Loan impairments rose to £270 million (US$354 million) in the three months ended Sept. 30 from £204 million in the same period a year ago, the bank said in a statement yesterday.
There was a “single large corporate impairment” in the third quarter of the year, without specifying details, the bank said.
“We have announced improved financial targets for 2017, reflecting the strong financial performance in the year and we remain on track to deliver our longer-term guidance,” chief executive officer Antonio Horta-Osorio said in the statement.
Lloyds has grown in riskier consumer finance with the acquisition of Bank of America Corp’s MBNA UK credit card division for £1.9 billion in December last year in an attempt to diversify the bank’s mortgage-dominated balance sheet. The bank also has the biggest exposure to consumer car finance among Britain’s banks, though it represents only about 3 percent of its balance sheet.
The Bank of England is to examine resilience to consumer credit within its stress tests of banks this year as motor finance experiences growth that is outpacing household incomes.
The bank is preparing to outline a new strategy for growth in February next year, which analysts expect will involve further cost reductions and investment in technology after the bank eliminated thousands of jobs.
The government sold its last remaining shares in the firm in May some eight years after its bailout, but Lloyds, which has 97 percent of its business in the UK, remains wedded to the fortunes of the economy as the government negotiates Brexit and edges toward its first interest-rate increase for a decade.
Pretax profit for the third quarter more than doubled to £1.95 billion.

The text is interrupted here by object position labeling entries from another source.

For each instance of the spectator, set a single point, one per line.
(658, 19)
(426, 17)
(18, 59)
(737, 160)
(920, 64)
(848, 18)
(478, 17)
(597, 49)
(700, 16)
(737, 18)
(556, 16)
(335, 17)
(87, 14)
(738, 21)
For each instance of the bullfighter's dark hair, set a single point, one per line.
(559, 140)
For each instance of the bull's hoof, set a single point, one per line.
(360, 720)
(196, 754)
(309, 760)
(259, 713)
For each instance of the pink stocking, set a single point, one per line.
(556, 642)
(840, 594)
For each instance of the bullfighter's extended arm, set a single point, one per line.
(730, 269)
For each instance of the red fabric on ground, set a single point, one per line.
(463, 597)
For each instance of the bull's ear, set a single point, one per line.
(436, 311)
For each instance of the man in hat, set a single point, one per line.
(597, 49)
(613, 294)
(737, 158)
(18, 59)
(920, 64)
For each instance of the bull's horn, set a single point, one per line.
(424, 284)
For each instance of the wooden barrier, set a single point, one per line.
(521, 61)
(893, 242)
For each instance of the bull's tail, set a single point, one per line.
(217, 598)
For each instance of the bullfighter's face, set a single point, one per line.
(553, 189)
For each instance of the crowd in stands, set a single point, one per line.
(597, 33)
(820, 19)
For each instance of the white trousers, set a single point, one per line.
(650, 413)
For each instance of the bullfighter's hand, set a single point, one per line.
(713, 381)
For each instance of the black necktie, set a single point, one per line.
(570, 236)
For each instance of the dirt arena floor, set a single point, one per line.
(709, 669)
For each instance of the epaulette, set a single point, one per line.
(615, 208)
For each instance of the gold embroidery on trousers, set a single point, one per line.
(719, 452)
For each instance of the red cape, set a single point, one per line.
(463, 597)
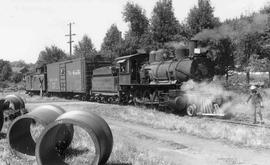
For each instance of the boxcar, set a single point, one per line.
(71, 77)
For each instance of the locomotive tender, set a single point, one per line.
(150, 79)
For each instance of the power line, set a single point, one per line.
(70, 37)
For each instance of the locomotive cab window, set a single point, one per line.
(123, 66)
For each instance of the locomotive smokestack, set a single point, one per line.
(192, 46)
(181, 52)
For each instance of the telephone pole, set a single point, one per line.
(70, 38)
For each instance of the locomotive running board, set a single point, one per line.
(208, 114)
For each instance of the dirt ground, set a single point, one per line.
(168, 146)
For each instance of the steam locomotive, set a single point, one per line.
(151, 79)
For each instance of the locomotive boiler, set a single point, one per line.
(176, 69)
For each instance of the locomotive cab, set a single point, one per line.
(129, 68)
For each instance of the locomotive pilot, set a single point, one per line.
(256, 101)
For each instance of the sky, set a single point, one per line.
(28, 26)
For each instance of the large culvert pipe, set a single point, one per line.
(96, 127)
(21, 141)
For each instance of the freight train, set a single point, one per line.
(151, 79)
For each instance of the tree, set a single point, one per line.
(5, 70)
(50, 55)
(201, 17)
(85, 48)
(164, 25)
(111, 41)
(135, 16)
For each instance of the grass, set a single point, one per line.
(125, 152)
(202, 127)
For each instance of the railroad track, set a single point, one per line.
(239, 123)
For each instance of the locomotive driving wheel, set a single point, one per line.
(191, 110)
(146, 96)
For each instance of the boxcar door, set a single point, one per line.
(62, 77)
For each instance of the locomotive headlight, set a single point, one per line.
(197, 50)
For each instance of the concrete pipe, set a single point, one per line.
(95, 126)
(3, 106)
(20, 139)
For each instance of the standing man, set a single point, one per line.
(256, 101)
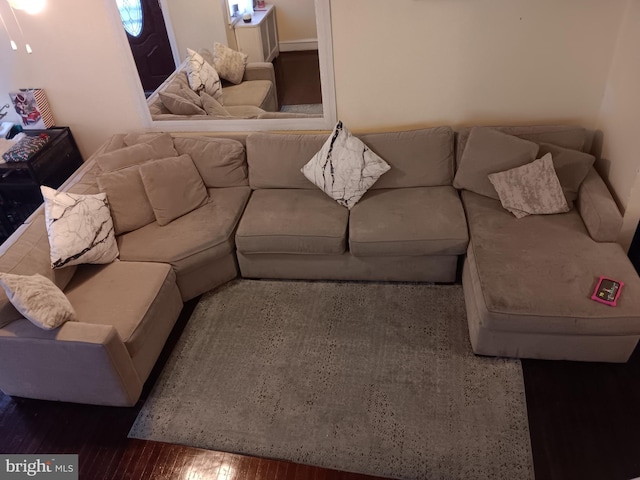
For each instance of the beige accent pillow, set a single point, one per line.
(79, 228)
(38, 300)
(202, 76)
(490, 151)
(530, 189)
(344, 168)
(230, 64)
(179, 105)
(174, 187)
(128, 202)
(212, 106)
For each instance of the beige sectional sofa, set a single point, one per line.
(125, 309)
(409, 226)
(527, 282)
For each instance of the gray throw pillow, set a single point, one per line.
(571, 167)
(530, 189)
(179, 105)
(490, 151)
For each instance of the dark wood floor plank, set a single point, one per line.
(584, 420)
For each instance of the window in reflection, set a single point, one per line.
(131, 15)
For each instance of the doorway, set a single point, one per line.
(146, 30)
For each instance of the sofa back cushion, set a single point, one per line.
(221, 162)
(566, 136)
(417, 158)
(275, 159)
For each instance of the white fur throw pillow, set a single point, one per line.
(80, 228)
(230, 64)
(344, 168)
(202, 76)
(38, 299)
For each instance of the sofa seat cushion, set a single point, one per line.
(537, 274)
(255, 92)
(408, 221)
(204, 233)
(292, 221)
(121, 294)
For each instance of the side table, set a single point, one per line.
(20, 181)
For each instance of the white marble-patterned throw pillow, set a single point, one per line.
(80, 228)
(531, 189)
(344, 168)
(38, 299)
(202, 76)
(230, 64)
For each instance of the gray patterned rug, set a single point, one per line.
(369, 378)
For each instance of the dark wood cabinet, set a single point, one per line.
(20, 181)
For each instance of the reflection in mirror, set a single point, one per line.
(268, 81)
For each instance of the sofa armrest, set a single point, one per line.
(79, 362)
(598, 209)
(259, 71)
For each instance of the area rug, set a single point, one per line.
(309, 108)
(372, 378)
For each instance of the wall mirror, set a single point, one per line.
(325, 57)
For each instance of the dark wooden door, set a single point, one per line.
(151, 48)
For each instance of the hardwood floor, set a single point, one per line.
(584, 420)
(298, 77)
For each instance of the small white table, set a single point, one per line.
(259, 38)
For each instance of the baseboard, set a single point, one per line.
(298, 45)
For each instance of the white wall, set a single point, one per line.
(196, 24)
(296, 20)
(78, 63)
(620, 122)
(468, 62)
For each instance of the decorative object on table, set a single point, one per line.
(607, 291)
(25, 148)
(32, 106)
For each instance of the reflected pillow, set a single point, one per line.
(530, 189)
(230, 64)
(212, 106)
(344, 168)
(179, 105)
(202, 76)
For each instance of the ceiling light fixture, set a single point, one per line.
(30, 6)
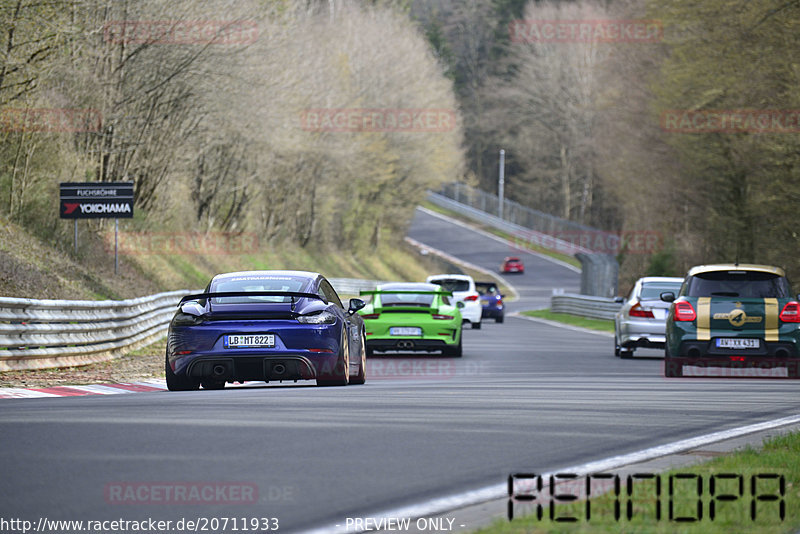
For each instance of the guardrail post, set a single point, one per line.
(599, 274)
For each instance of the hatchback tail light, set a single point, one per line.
(684, 311)
(790, 312)
(638, 311)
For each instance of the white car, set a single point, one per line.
(463, 288)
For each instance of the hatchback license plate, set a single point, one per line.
(237, 341)
(737, 343)
(405, 331)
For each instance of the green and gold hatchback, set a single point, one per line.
(733, 316)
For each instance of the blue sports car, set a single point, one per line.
(265, 325)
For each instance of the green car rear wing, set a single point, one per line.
(403, 292)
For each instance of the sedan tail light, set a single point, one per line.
(790, 312)
(684, 311)
(638, 311)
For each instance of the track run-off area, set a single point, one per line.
(526, 397)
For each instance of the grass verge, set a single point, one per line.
(575, 320)
(691, 498)
(505, 235)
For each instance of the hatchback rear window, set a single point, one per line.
(738, 284)
(653, 290)
(450, 284)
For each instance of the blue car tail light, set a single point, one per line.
(323, 317)
(185, 319)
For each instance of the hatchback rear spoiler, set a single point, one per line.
(405, 292)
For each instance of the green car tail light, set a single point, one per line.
(684, 311)
(790, 312)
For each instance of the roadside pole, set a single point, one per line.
(501, 184)
(116, 245)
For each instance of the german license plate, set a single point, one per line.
(238, 341)
(405, 331)
(737, 343)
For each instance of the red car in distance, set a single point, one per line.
(512, 264)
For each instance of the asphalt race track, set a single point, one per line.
(525, 396)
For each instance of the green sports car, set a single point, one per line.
(411, 317)
(733, 316)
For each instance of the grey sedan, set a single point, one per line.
(641, 322)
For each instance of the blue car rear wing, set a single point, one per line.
(222, 294)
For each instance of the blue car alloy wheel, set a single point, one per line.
(265, 326)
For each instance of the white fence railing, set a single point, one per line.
(584, 305)
(41, 334)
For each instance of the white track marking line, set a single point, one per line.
(500, 491)
(561, 325)
(100, 389)
(22, 393)
(498, 239)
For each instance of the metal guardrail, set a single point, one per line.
(513, 212)
(352, 286)
(584, 305)
(520, 234)
(42, 334)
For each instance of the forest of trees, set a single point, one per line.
(581, 121)
(212, 132)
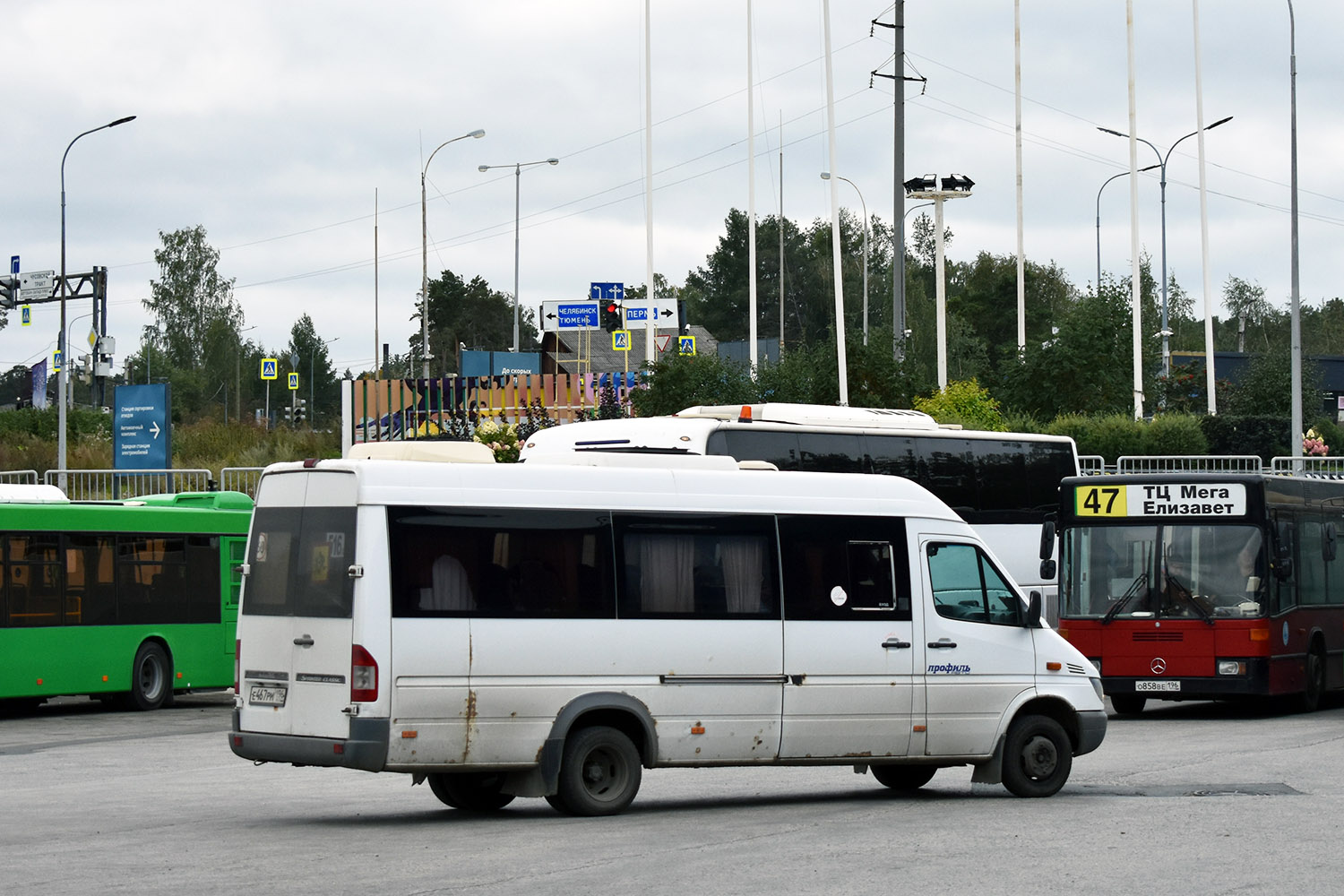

Excluding exceptional charges, Lloyds reported a pretax profit of £2.1 billion, in line with the average estimate of three analysts compiled by Bloomberg News.
It is to consider a special dividend or share buyback at the end of the year after the bank generated more capital than expected, Lloyds said.
However, any payouts are dependent on the UK regulator’s pending final decision on a key capital buffer.
The lender now forecasts capital generation of between 225 and 240 basis points this year from a previous guidance of 170 to 200 basis points. The bank’s common equity Tier 1 ratio, a measure of financial strength, rose to 14.9 percent in the quarter, exceeding the assumed minimum of 13 percent, the statement said.
The bank’s shares fell as much as 2.8 percent and were 1.7 percent lower at £0.6623 as of 8:22am yesterday in London.